Unlike other research based on literary documentation of history, the present research aims at studying a literary writing about the Cambodian Civil War (hereafter CCW), Loung Ung’s First they killed My Father (hereafter First) first published in 2000. CCW narratives, especially memoirs as testimony, hold a significant place in South/South-East Asian literature. Such memoirs contribute to the molding of stories and myths, constructing a collective memory of war for Cambodians. Authors from the CCW generation provide different frame of mind and reflections of the same, and an interesting mix of new voices from Asia emerges through these narratives. This paper aims to make a two-pronged analysis of the Asian woman writer Loung Ung’s memoir First. First, it studies the text as a direct testimony to the CCW using the theoretical apparatus of testimonial literature. Second, it explores how the literary merit of the text takes it beyond the limits and limitations of the genre while blurring the distinction between autobiographical writing, here a memoir, and the features of a fiction and assumes autofictional qualities.

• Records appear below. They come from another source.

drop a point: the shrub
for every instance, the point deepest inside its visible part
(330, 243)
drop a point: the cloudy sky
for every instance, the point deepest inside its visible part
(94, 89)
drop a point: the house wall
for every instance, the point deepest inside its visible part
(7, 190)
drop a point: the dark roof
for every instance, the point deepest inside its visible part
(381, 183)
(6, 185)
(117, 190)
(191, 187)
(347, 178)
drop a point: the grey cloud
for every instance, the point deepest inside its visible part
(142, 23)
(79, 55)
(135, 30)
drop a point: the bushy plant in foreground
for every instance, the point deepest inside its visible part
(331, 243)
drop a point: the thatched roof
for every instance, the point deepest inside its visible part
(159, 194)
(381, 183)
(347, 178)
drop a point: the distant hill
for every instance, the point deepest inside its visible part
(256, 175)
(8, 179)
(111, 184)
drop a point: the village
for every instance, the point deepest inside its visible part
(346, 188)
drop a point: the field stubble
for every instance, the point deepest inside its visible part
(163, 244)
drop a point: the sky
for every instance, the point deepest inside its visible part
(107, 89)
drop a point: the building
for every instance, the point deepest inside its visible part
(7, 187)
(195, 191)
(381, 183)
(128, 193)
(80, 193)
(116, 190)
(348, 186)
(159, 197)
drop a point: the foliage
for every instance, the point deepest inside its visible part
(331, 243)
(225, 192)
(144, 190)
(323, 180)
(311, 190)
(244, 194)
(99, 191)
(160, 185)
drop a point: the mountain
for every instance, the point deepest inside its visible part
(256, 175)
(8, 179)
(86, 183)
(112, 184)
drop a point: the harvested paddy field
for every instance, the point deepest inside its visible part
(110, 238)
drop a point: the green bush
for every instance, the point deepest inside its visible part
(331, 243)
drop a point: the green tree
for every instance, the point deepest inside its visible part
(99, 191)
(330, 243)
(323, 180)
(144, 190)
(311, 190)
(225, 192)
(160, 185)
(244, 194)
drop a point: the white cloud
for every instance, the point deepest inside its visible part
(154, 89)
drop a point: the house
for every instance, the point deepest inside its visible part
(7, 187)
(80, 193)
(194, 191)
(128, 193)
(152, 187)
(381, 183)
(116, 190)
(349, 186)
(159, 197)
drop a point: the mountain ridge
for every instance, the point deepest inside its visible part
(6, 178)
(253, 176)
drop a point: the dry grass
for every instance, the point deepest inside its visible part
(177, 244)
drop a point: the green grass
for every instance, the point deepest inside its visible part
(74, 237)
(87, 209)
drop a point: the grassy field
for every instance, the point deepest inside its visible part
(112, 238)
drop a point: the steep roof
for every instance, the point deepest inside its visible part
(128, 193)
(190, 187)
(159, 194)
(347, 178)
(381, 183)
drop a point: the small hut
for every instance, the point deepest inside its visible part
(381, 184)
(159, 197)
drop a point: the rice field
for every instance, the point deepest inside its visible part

In order to negotiate the proposed bipartite argument, the paper considers the sociological and political aspects of the narrative strategy used and discusses the historical accuracy of the text by providing an insight into the historical evidence of the CCW and other fictional and non-fictional accounts of the same. By proving that Ung’s First is auto-fictional in nature, it offers a new lens to read the text and might be useful in the study of life writing. For the first time, this paper attempts to study Ung’s memoir, First as an Autofiction.


Keywords: Asian women writers, testimony, memoir, Cambodian Civil War, autofiction.